Я сказал ему: «Доктор Ф.! Времени мера темна;
Или там вы тот, или этот тут, но двумя быть —
ваша вина».
Я говорил ему: «Не вернуть будущего! Вековые
рвы!»
Я сказал: «Это был ваш путь, но обратный
проделали вы».
Я сказал ему: «Доктор Ф.! Вы были —
один из тех,
Но теперь вы один из нас, как на грех,
не судите и нас за гнев!
Ну, разумеется, вы прошли сквозь слякоть
прошлого — но
Вы в светлое будущее принесли грязь,
которой тут быть не должно».
1-й
Ты от него научился вещать и возвышать слова
И в стиле двадцатого верещать, дабы красотами
возмещать
Недопонятое…
Что там должно было возмещаться,
Я не узнал; стало смещаться
Все помещение, перетекать,
Стены распахивать, двери смыкать.
Я и проснулся.
Всякий сон удивителен.
С утра болела голова,
Но встал легко, как встарь.
И началась операция «Горный хрусталь».
Хоть накопилось их будь здоров, я вымыл их
кое-как;
С полок, из ящиков и из углов я выгребал их
в рюкзак:
зеленые, белые, голубые, желтоватые, из-под молока и кефира, из-под «Солнцедара» и портвейна; из-под этих зелий, ни прочесть, ни выпить, не то «гратифляр», не то «муртиешти».
Котище в углу сидел и глазел и за мной
наблюдал,
А я рюкзак на плечи взвалил и оглоеду сказал:
«Ох, и трещит у меня чело,
Марлен Мурло!»
Ну, думаю, сдам.
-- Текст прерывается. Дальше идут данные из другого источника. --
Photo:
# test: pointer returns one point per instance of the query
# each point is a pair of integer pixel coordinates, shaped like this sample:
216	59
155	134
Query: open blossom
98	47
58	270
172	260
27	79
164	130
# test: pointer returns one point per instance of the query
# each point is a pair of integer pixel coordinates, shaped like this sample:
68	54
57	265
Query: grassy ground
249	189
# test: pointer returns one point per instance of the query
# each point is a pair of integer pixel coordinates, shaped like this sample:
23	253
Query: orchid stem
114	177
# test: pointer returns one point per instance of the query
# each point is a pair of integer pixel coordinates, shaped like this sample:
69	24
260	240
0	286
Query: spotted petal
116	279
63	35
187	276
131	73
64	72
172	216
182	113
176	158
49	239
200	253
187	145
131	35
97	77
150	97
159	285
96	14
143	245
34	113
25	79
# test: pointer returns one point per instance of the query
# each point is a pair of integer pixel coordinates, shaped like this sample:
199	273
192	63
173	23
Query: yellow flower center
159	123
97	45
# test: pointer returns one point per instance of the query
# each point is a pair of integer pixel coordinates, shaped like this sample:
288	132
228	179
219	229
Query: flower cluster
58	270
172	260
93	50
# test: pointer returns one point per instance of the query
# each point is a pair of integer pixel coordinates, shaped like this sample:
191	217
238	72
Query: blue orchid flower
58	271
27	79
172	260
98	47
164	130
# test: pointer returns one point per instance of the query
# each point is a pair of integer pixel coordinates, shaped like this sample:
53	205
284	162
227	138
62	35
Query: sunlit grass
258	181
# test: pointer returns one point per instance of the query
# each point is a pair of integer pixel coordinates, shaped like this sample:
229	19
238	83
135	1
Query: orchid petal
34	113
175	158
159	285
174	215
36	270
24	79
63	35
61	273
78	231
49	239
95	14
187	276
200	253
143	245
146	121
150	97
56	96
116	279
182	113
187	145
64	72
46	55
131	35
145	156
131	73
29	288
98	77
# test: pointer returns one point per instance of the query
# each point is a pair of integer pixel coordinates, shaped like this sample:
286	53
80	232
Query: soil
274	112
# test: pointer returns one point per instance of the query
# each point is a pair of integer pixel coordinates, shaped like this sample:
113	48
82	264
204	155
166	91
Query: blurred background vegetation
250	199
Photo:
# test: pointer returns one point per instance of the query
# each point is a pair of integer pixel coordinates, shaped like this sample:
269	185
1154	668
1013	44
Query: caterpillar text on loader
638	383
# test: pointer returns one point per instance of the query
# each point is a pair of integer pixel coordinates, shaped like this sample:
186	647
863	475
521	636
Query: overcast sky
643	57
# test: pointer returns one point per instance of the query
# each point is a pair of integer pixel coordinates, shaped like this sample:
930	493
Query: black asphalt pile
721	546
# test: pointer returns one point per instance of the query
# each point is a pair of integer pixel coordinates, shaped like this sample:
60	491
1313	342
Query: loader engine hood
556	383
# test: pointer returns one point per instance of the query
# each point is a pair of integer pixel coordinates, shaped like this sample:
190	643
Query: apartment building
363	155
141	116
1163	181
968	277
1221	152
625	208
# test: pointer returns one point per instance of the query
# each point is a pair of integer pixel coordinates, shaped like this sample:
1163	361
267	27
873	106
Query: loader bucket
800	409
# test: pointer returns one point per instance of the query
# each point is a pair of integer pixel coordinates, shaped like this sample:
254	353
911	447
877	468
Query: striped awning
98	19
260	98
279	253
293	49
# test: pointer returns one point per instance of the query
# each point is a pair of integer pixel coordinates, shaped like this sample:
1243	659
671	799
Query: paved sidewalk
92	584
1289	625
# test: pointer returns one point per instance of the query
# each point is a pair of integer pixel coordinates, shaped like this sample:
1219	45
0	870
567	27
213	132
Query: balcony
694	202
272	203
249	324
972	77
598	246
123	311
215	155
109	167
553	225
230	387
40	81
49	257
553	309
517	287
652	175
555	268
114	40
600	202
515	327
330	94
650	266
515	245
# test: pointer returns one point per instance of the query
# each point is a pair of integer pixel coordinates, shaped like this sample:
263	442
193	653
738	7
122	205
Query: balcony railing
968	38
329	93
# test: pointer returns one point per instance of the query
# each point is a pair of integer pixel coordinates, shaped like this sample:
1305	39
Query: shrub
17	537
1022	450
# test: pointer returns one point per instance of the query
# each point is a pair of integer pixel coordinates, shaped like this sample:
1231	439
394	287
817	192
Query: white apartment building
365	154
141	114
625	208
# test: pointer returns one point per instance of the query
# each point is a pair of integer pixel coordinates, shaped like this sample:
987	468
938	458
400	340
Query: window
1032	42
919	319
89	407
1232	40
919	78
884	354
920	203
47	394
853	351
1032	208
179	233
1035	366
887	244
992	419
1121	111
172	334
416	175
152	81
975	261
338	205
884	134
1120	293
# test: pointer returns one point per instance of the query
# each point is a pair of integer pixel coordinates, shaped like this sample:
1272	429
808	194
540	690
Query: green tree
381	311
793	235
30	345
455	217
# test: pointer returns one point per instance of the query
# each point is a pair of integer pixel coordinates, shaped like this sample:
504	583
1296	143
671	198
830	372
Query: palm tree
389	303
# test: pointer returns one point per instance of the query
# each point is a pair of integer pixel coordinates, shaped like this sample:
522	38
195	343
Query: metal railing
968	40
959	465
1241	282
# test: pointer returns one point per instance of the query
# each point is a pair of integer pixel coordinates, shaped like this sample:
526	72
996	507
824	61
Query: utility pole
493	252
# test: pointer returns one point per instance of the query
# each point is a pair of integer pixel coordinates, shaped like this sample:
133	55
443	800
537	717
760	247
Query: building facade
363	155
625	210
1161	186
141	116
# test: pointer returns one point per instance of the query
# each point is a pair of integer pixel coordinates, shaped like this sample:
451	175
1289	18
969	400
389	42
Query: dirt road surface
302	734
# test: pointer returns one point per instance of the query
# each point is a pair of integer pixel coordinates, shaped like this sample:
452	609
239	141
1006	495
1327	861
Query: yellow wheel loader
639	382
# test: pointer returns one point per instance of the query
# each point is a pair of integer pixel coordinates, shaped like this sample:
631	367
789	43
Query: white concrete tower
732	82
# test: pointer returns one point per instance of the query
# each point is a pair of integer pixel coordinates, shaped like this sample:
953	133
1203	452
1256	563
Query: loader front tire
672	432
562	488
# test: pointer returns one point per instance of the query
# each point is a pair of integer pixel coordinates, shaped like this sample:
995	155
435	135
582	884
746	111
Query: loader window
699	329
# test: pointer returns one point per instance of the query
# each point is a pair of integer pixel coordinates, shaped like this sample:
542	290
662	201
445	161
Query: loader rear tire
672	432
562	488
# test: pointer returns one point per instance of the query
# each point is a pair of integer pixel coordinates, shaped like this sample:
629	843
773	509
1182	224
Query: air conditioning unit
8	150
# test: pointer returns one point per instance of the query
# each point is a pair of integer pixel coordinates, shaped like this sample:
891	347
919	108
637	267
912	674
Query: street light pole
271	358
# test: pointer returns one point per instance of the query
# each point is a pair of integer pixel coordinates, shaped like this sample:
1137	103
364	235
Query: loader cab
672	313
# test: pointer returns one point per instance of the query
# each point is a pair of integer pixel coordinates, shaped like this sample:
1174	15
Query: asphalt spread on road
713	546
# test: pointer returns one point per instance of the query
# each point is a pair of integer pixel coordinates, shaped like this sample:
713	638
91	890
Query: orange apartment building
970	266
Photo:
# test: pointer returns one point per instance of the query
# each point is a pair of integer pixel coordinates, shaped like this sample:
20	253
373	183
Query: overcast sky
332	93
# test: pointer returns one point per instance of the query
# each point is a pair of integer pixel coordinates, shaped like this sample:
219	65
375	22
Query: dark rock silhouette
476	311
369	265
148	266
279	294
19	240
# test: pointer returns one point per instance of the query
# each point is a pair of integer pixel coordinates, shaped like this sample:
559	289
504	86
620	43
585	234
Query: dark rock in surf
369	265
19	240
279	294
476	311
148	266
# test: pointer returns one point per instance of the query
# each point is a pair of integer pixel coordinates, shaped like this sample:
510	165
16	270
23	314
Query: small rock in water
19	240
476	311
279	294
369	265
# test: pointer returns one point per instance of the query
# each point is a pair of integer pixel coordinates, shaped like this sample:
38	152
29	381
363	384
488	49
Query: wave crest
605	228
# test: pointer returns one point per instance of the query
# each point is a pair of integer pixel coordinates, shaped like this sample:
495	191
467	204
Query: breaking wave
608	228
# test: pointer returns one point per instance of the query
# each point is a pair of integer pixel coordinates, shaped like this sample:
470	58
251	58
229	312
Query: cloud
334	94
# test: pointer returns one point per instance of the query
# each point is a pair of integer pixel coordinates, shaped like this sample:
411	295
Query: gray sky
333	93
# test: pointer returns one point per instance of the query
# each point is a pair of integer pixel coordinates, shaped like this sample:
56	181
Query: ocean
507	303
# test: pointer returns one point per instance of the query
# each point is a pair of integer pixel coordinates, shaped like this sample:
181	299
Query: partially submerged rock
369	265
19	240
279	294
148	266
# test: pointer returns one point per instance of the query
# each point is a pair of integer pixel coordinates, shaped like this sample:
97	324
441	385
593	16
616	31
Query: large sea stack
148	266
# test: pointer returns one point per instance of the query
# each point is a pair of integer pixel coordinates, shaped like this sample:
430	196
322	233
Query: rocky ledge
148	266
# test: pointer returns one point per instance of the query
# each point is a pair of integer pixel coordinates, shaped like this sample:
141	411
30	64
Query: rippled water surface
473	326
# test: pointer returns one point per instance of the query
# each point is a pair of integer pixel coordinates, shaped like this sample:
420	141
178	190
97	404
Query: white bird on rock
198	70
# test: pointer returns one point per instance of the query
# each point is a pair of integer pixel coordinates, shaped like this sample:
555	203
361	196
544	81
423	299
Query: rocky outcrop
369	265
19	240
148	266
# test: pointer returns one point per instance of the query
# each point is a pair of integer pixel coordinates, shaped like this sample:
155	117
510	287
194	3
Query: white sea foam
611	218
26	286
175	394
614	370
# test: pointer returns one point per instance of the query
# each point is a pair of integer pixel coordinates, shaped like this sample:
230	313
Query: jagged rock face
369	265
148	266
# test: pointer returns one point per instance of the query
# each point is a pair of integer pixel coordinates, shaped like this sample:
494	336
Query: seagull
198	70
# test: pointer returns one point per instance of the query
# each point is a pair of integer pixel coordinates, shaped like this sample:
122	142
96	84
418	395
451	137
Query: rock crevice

Обменяю шило на мыло.
Не тут-то было.
Ларек, я извиняюсь, закрыт.
Приемщик, с позволения сказать, отвалил.
И началось!
Вроде не понедельник. И число не чертова
дюжина.
Одна из семи-пятниц-на-неделе от завтрака
до ужина.
Число — ветром унесло. А уж день, простите,
не скажу и какой.
Махнул рукой.
Чинил: насос, кран, мотоцикл, крышу,
лодочный мотор.
Чистил, простите, туалет.
Нашел пару штиблет
(почти новые, в канаве, —
ох, эти чертовы дачники…).
Копал яму (выкопал две).
Красил забор.
Чистил трубу.
Бочку таскал на горбу.
Ну, а потом (это еще мой отец говорил, —
бьесся, бьесся, к вечеру напьесся…) —
Взяли мы на троих и пошли.
И что бы вы думали?!
На шоссе вышли и об асфальт рюхнули!
Ай да денек! Такой денек! Этакий денечек!
Разэтакий!
Как домой шел, луна выплыла.
Большая, как не отсюда, не из той области.
И в таком-то подобии и образе — не видывал
давно.
Спать лег — а она светит в окно.
Занавеску бы задернуть — а занавески нет.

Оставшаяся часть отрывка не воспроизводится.